Cave, que é talvez mais conhecido como líder dos seus grupos seminais de pós-punk Birthday Party e Nick Cave & the Bad Seeds, está na Alemanha para promover 20,000 Days on Earth, um filme sobre a sua vida que passou no festival de cinema de Berlim. Aos 56 anos, pode reivindicar pelo menos meia dúzia de vocações: compositor de canções e intérprete com os Bad Seeds e o seu rock de garagem Grinderman; argumentista dos elogiados filmes Proposition e Lawless; romancista; autor de bandas sonoras; conferencista; argumentista; e em poucas ocasiões (talvez ainda bem) até actor. Os seus livros são best-sellers; as suas bandas sonoras receberam prémios; músicos tão distantes de si como os Red Hot Chili Peppers e St. Vincent referem-no como uma das suas influências; e o álbum mais recente do Bad Seeds, Push the Sky Away, foi um dos comercialmente mais bem sucedidos da carreira da banda, chegando ao n.º1 do top de vendas de música independente no Reino Unido.

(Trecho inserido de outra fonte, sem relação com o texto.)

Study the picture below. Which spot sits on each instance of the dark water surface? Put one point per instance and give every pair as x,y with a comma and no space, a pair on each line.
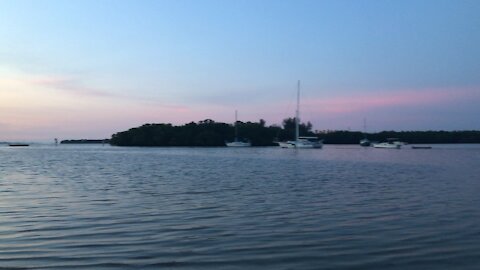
341,207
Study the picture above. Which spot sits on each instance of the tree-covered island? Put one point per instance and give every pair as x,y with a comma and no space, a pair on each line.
211,133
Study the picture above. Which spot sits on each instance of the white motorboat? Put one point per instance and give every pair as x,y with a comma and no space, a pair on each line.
365,142
301,142
237,142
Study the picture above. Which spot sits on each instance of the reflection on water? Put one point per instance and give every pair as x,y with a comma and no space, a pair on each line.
341,207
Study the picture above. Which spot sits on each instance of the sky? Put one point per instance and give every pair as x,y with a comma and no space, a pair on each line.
89,69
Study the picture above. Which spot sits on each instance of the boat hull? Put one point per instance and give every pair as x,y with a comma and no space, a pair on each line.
387,145
238,144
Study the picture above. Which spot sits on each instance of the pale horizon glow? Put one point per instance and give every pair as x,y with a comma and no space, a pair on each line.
89,69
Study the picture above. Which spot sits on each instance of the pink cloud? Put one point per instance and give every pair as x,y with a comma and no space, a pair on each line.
403,98
66,84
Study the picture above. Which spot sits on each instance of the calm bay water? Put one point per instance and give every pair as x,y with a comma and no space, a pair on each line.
341,207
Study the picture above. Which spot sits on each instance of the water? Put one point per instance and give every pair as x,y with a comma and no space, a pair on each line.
341,207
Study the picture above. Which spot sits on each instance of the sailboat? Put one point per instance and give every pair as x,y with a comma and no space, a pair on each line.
304,141
237,142
365,141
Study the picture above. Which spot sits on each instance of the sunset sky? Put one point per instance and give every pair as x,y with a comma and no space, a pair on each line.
88,69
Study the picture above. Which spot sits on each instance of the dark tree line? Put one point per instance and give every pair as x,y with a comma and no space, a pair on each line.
211,133
208,133
431,137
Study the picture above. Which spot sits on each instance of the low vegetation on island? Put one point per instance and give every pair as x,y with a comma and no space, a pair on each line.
211,133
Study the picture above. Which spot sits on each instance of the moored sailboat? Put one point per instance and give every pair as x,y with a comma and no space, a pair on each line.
301,142
237,142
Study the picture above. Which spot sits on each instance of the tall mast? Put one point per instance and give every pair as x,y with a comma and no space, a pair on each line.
297,113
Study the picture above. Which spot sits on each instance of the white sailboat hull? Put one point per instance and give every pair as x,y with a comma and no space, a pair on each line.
238,144
387,145
302,143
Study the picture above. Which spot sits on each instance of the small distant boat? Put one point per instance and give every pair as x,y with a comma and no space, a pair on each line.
301,142
421,147
387,145
237,142
365,142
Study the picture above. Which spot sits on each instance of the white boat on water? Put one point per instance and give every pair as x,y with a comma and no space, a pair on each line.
237,142
365,142
301,142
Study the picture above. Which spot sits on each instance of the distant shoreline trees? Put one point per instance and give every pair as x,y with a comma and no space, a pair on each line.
211,133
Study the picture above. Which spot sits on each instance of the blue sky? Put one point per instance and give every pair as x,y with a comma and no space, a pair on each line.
79,69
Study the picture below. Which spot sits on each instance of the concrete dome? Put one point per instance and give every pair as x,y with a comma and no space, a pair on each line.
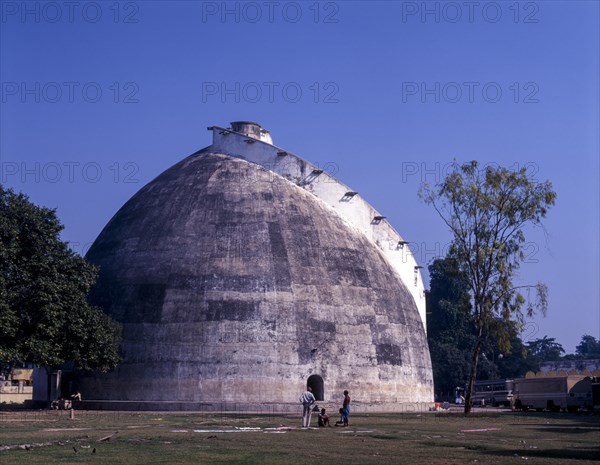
234,284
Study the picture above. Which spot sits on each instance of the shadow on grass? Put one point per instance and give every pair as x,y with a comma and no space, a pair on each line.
581,453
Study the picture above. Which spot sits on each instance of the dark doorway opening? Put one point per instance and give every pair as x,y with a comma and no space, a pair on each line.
315,382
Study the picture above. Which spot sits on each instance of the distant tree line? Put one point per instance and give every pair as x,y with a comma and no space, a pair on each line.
451,333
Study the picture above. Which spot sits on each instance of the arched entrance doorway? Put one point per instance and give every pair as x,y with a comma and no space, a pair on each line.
315,382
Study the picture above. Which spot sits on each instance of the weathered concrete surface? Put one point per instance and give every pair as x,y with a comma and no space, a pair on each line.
235,285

“No que diz respeito ao trabalho, sou quase megalómano”, diz Cave horas mais tarde. “Mas um megalómano com uma auto-estima extremamente baixa.” Estamos sentados no restaurante do seu hotel em Berlim Mitte, tentando manter uma conversa entre interrupções frequentes por parte do staff do festival, conhecidos e uma série infindável de admiradores. Alto, cadavérico e um bocado desajeitado, com os seus sapatos de pele de cobra, com cachuchos nos dedos e fatos de bom corte, Cave parece um híbrido de corretor de apostas com um nobre inglês. O seu cabelo comprido, penteado para trás, pintado de preto desde os 16 anos, emoldura uma cara que tem sido ao mesmo tempo descrita como “angelical” e “repulsiva aos olhos” — esta última pelo próprio, numa canção. Tem o tipo de visual que só poderia resultar numa estrela, especialmente nesta idade, mas que nele parece tão digno — e inexplicavelmente apropriado — como aqueles fatos cheios de pedras encrustadas que Elvis usava nos seus últimos anos de vida. A persona pública de Cave tem sido considerada “teatral”, mas o termo “cinemático” será mais preciso. Como muitos automitificadores, carismáticos e velhos excêntricos, parece estar sempre a actuar num filme que só ele consegue ver.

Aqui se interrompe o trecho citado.